The easy subtask could be solved really easily. The key is to realize that the change in rules doesn’t actually change anything. Regardless of which door Monty opens, he is essentially telling the contestant: “If your initial choice was wrong, this other unopened door is where the prize is.” Hence, always switch is still the optimal strategy, and the win probability is 2/3: you lose if and only if your initial door choice was correct.
In the general case this is no longer true, Monty’s tiredness can be a useful source of information. For example, imagine that Monty is always tired and there are 10 doors. If you start by choosing door 1 and then Monty opens door 3, it is certain that the prize is behind door 2 (and not door 1, and not any of the doors 4 through 10).
Luckily, the optimal strategy can still be found easily. We can simply compute all the probabilities and use them to make the optimal decision in any state of the game.
We are interested in the following conditional probabilities: Given that I chose door a and then Monty opened door b, what is the probability that the prize is behind door c?
We can compute these probabilities directly from their definition: as the actual probability of that event, divided by the probability that Monty will open door b in any situation. And the denominator is simply a sum over whether Monty is tired or not, and over all doors that can contain the prize.
Once we know the conditional probabilities described above, the optimal strategy follows. First, for a fixed door a we can, for each b, evaluate the probability that Monty opens b and if he does, we find the door c that is most likely to contain the prize and switch to that door. In this way, we can compute our probability of winning if we start by choosing door a. Finally, we do that for each possible a and pick the best one. See our sample implementation for more details.

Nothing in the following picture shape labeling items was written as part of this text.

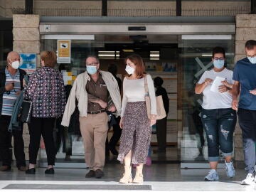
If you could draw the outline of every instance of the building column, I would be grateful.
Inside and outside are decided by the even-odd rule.
[[[37,65],[40,58],[40,35],[38,15],[13,15],[14,51],[18,53],[36,53]],[[29,132],[26,124],[23,127],[26,159],[28,160]]]
[[[235,18],[235,62],[246,57],[245,50],[245,42],[256,39],[256,14],[237,15]],[[235,127],[235,160],[236,166],[244,168],[244,154],[242,148],[242,132],[238,125]]]

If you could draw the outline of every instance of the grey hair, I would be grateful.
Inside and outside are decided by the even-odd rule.
[[[12,54],[12,53],[16,54],[16,55],[18,55],[19,57],[21,57],[21,56],[20,56],[20,55],[19,55],[19,53],[18,53],[18,52],[16,52],[16,51],[11,51],[11,52],[8,53],[8,55],[7,55],[7,60],[9,60],[9,58],[10,58],[10,55],[11,55],[11,54]]]
[[[100,59],[99,59],[99,58],[98,58],[97,56],[93,55],[89,55],[88,56],[87,56],[86,58],[85,58],[85,62],[86,62],[86,60],[87,60],[87,58],[93,58],[96,59],[97,63],[100,63]]]

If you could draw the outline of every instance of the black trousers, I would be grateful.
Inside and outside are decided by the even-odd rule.
[[[108,144],[110,148],[114,148],[117,144],[118,141],[120,139],[122,134],[122,129],[119,126],[120,119],[120,117],[116,118],[117,124],[113,124],[113,135]]]
[[[42,135],[47,155],[48,165],[54,165],[56,156],[56,148],[53,140],[53,128],[55,118],[31,117],[28,124],[29,142],[29,163],[36,164],[36,157],[38,153],[41,137]]]
[[[65,153],[66,155],[72,155],[72,137],[71,134],[68,132],[68,128],[65,128],[62,126],[61,120],[62,117],[56,119],[56,129],[57,132],[55,134],[55,143],[57,150],[59,151],[61,143],[63,142],[63,152]]]
[[[166,126],[167,117],[156,120],[156,138],[159,151],[165,151],[166,149]]]
[[[23,124],[21,130],[8,131],[11,116],[0,116],[0,154],[3,166],[11,166],[12,160],[11,137],[14,137],[14,156],[16,160],[16,166],[26,166],[24,142],[22,137]]]

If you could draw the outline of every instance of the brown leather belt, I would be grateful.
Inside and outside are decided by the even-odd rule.
[[[98,113],[105,112],[107,112],[107,110],[106,110],[106,109],[101,110],[100,110],[100,111],[87,112],[87,113],[89,113],[89,114],[98,114]]]

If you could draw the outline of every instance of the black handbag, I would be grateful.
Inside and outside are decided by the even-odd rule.
[[[30,123],[32,113],[32,101],[24,100],[18,115],[18,118],[22,122]]]

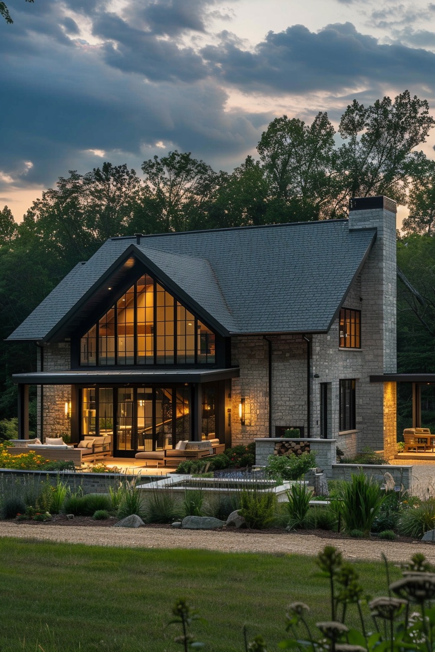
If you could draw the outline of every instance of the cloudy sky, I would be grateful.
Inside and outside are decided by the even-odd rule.
[[[287,114],[405,89],[435,115],[435,1],[7,0],[0,209],[70,170],[178,149],[231,171]],[[432,132],[424,149],[435,157]]]

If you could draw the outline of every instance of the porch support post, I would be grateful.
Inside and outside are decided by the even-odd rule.
[[[29,385],[18,385],[18,439],[29,439]]]
[[[412,383],[412,427],[421,428],[421,396],[418,383]]]
[[[200,441],[202,437],[202,387],[196,383],[193,393],[193,439]]]

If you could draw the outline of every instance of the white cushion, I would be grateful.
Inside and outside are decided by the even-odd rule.
[[[77,448],[92,448],[93,443],[93,439],[84,439],[83,441],[79,441]]]
[[[48,446],[65,446],[61,437],[46,437],[45,442]]]
[[[49,444],[30,444],[27,446],[27,449],[29,451],[38,450],[38,451],[46,451],[48,449],[70,449],[74,448],[74,446],[68,446],[67,444],[62,444],[59,445],[59,444],[55,444],[54,446],[50,445]]]

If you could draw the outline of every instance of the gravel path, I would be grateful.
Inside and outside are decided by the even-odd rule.
[[[417,552],[424,553],[435,563],[435,544],[415,541],[367,541],[358,539],[329,539],[311,535],[262,534],[238,530],[228,532],[140,527],[61,527],[47,524],[28,526],[23,523],[0,522],[0,537],[18,537],[33,541],[61,541],[89,546],[117,548],[184,548],[219,550],[222,552],[267,552],[316,555],[325,546],[337,548],[348,559],[382,559],[383,553],[391,561],[409,560]]]

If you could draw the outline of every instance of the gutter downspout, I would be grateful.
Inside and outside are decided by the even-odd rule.
[[[42,344],[38,344],[37,342],[35,342],[35,346],[37,346],[39,350],[40,351],[40,357],[39,359],[40,361],[41,368],[40,369],[40,371],[44,371],[44,347]],[[40,388],[41,388],[40,405],[39,406],[39,424],[40,424],[39,438],[40,439],[41,441],[44,441],[44,425],[43,425],[44,421],[42,419],[44,414],[44,385],[41,385]]]
[[[307,437],[311,436],[310,433],[310,421],[311,421],[311,383],[310,382],[310,355],[311,340],[303,335],[302,338],[307,342]]]
[[[272,340],[263,336],[267,342],[267,365],[269,374],[269,436],[272,437]]]

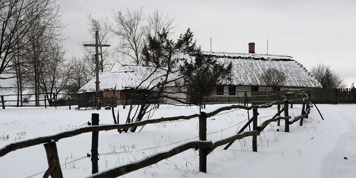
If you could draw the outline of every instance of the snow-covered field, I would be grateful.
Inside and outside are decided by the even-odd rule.
[[[203,111],[227,105],[207,105]],[[319,104],[318,106],[325,120],[321,120],[314,107],[309,118],[304,120],[303,126],[295,123],[290,126],[289,133],[277,131],[277,129],[284,130],[284,122],[281,122],[280,127],[272,122],[257,137],[258,152],[252,152],[251,137],[237,141],[227,150],[218,147],[208,156],[207,173],[199,172],[198,152],[191,149],[124,177],[355,177],[356,105]],[[294,105],[293,108],[289,115],[299,115],[301,106]],[[122,106],[115,108],[115,114],[117,109],[120,123],[124,123],[128,109],[122,109]],[[259,117],[273,115],[276,111],[275,106],[259,109]],[[152,118],[198,112],[197,107],[161,106]],[[57,109],[41,107],[0,109],[0,147],[19,140],[77,128],[90,121],[92,113],[100,114],[100,124],[112,122],[110,110],[78,111],[70,110],[68,107]],[[252,112],[250,114],[252,115]],[[240,109],[208,118],[207,132],[211,134],[207,136],[207,140],[214,142],[235,134],[246,123],[247,115],[246,111]],[[271,117],[260,118],[258,124]],[[115,130],[100,132],[99,171],[141,159],[185,142],[198,140],[198,121],[193,119],[148,125],[140,132],[119,134]],[[91,174],[91,162],[86,155],[90,152],[91,135],[90,133],[84,134],[57,142],[61,164],[83,158],[62,166],[64,177],[82,177]],[[348,159],[344,159],[344,157]],[[47,168],[42,145],[18,150],[0,157],[0,177],[27,177],[44,171]],[[43,174],[35,177],[41,177]]]

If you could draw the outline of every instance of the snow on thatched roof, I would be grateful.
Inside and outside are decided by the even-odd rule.
[[[216,57],[221,62],[232,63],[232,82],[225,85],[264,86],[263,71],[269,68],[277,69],[288,76],[283,86],[287,87],[321,88],[321,85],[302,65],[287,56],[254,53],[204,52]]]
[[[95,81],[96,78],[94,77],[82,87],[78,93],[95,92]],[[99,81],[100,82],[99,86],[100,91],[113,90],[115,85],[117,90],[135,88],[138,86],[142,81],[142,77],[132,70],[119,70],[99,74]],[[145,88],[148,85],[147,82],[144,82],[140,85],[140,88]]]
[[[116,90],[134,89],[140,85],[139,89],[146,89],[156,85],[159,82],[161,72],[155,72],[152,67],[138,65],[123,65],[119,70],[99,74],[99,90]],[[146,80],[147,77],[148,79]],[[158,79],[157,79],[158,78]],[[146,80],[140,84],[142,81]],[[82,87],[78,93],[95,91],[96,78],[94,77]]]

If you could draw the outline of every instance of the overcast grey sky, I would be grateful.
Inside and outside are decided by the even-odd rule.
[[[143,7],[148,15],[158,8],[175,17],[173,36],[189,27],[204,51],[287,55],[310,69],[320,62],[356,83],[356,1],[127,1],[57,0],[64,10],[62,22],[68,56],[82,55],[78,44],[89,37],[87,14],[111,17],[112,10]],[[111,44],[115,46],[117,44]]]

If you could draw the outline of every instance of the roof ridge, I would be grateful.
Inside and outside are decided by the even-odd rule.
[[[285,55],[277,55],[277,54],[257,54],[255,53],[233,53],[233,52],[214,52],[214,51],[203,51],[202,52],[203,53],[211,53],[212,54],[237,54],[237,55],[263,55],[263,56],[279,56],[282,57],[288,57],[293,58],[293,57],[290,56]]]

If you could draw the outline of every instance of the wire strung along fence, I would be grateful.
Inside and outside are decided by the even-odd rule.
[[[127,93],[122,98],[99,98],[94,95],[83,96],[82,95],[70,94],[66,93],[39,93],[37,95],[27,93],[22,94],[19,97],[18,94],[14,94],[14,88],[0,88],[0,99],[1,108],[5,106],[57,106],[77,105],[75,108],[78,110],[99,109],[101,107],[113,105],[125,106],[140,104],[142,100],[139,96],[132,96]],[[4,91],[10,91],[11,93]],[[236,91],[237,96],[228,95],[230,93],[224,93],[226,95],[209,96],[205,97],[203,104],[226,104],[247,103],[255,105],[263,104],[278,100],[278,97],[286,98],[288,100],[300,99],[302,96],[295,95],[296,93],[303,91],[308,94],[311,101],[314,104],[356,104],[356,90],[353,88],[309,89],[294,90],[293,92],[281,91],[279,94],[268,91]],[[2,93],[1,93],[2,92]],[[11,94],[12,93],[12,94]],[[239,94],[242,93],[239,96]],[[38,97],[36,98],[35,96]],[[47,96],[51,96],[48,98]],[[150,101],[152,104],[164,103],[162,99]],[[169,104],[169,103],[168,103]]]
[[[202,112],[199,114],[195,114],[189,116],[161,117],[122,124],[98,125],[99,115],[98,114],[93,114],[91,117],[91,126],[62,132],[52,135],[37,137],[10,144],[0,149],[0,157],[3,156],[10,152],[19,149],[44,144],[44,146],[46,148],[49,165],[48,169],[45,173],[44,176],[48,176],[51,175],[52,177],[62,177],[63,176],[61,170],[60,164],[58,161],[56,141],[65,138],[74,136],[84,133],[91,132],[92,137],[91,155],[92,174],[87,177],[114,177],[119,176],[156,163],[164,159],[192,148],[199,149],[199,171],[206,173],[207,168],[207,156],[218,147],[229,144],[229,145],[224,148],[226,150],[228,148],[229,145],[231,145],[231,144],[235,140],[241,139],[246,137],[252,136],[252,150],[253,151],[257,152],[257,136],[260,135],[261,132],[262,131],[270,122],[279,120],[282,121],[284,120],[285,123],[284,131],[286,132],[289,132],[289,125],[296,122],[300,121],[299,124],[301,126],[302,125],[303,120],[308,118],[308,114],[310,110],[310,107],[312,107],[312,106],[310,104],[310,98],[305,93],[303,92],[294,94],[296,95],[301,95],[302,98],[291,100],[287,99],[279,100],[269,103],[262,105],[252,105],[250,106],[232,105],[220,108],[208,113]],[[288,105],[293,104],[302,104],[303,107],[301,114],[292,118],[289,116],[288,114]],[[257,110],[270,108],[274,105],[278,105],[279,106],[282,105],[283,107],[280,110],[279,108],[280,108],[280,107],[278,107],[279,109],[277,112],[273,117],[271,119],[262,122],[259,125],[257,125],[257,115],[258,114]],[[248,121],[237,134],[214,143],[211,141],[207,141],[207,118],[221,114],[221,113],[219,113],[224,111],[229,111],[233,109],[237,109],[248,110],[252,110],[253,111],[252,117],[248,119]],[[282,112],[284,113],[284,116],[283,117],[280,116]],[[226,113],[222,114],[226,114]],[[188,142],[168,150],[149,155],[141,159],[98,172],[98,146],[99,131],[122,129],[134,127],[143,126],[148,124],[173,122],[178,120],[186,120],[195,117],[199,117],[198,129],[199,140],[199,141]],[[252,130],[244,131],[248,126],[250,125],[251,123],[253,125]],[[89,123],[88,123],[89,124]],[[90,155],[88,154],[88,156],[90,156]]]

Of course, instead of letting a program solve the game for us we can also solve it on paper. Let’s see what we can derive about it.
First of all, the initial door choice still doesn’t actually matter. The situation after our initial choice always looks the same: there is one chosen door and an ordered sequence of doors that weren’t chosen. Thus, without loss of generality, we will assume that we chose door d.

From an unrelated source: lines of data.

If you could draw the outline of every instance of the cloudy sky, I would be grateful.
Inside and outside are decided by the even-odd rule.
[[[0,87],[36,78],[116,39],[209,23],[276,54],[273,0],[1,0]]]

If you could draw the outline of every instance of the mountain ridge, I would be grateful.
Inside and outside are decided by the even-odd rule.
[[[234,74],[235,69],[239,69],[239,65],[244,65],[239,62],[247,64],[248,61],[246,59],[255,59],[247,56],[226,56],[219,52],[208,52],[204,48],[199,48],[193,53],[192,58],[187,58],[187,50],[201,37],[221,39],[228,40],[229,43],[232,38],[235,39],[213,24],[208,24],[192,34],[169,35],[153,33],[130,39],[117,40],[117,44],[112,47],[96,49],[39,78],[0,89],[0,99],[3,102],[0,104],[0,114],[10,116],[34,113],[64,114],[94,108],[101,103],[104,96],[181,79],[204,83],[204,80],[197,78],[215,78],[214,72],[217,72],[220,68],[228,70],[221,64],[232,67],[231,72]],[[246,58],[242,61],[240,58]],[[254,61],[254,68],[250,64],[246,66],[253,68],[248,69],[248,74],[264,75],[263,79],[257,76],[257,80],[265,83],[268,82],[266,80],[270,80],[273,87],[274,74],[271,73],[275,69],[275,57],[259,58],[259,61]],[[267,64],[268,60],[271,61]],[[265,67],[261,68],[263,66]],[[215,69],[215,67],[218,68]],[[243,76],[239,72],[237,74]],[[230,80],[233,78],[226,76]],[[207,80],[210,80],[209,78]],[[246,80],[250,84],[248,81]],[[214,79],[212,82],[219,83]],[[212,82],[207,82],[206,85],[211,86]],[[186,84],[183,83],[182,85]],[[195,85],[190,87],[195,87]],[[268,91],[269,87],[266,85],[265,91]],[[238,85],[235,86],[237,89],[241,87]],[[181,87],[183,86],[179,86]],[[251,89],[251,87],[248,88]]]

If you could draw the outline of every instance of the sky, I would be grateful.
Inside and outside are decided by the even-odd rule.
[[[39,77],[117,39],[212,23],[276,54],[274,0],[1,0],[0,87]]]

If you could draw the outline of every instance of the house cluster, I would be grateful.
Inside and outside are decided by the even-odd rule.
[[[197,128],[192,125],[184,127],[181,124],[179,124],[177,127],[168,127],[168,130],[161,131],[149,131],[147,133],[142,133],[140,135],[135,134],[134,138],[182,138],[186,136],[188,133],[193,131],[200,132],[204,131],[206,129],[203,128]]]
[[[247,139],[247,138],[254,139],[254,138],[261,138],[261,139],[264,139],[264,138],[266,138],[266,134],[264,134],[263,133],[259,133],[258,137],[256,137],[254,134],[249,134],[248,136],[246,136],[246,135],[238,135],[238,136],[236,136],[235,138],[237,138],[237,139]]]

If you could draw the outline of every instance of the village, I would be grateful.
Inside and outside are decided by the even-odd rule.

There are now three possibilities for what Monty will do:
He may open door 1. Regardless of whether he did so because he was tired or because he chose to do so at random, the only information we get is that door 1 doesn’t contain the prize. All other doors (2 through d − 1) are equally likely to contain the prize, and that probability is now greater than 1/d so we should switch to any of them.
He may open door with a number greater than 2. This means that the door had to be chosen at random, and again we know nothing about the other doors. Thus, again the optimal strategy is to switch to any other door.
He may open door number 2. This is the interesting part, because it may be one of two distinct cases: either he chose it at random, or he is tired and he was forced to choose it because door 1 contains the prize. If the second case has a nonzero probability, it skews the probability in favor of door 1. Hence, the optimal strategy in this case is to switch to door 1.
We may therefore summarize one optimal strategy as follows: Start by choosing door d. Once Monty opens some other door, switch to the unopened door with the smallest number.
And from this summary we can easily compute our win probability: we win if either the prize is in door 1 (probability 1/d) or if the prize is in door 2 and Monty opens door 1 (probability 1 if he is tired and 1/(d − 2) if he is not).
Thus, the final answer is
$$ \frac{1}{d} + \frac{p}{d} + \frac{1-p}{d(d-2)} $$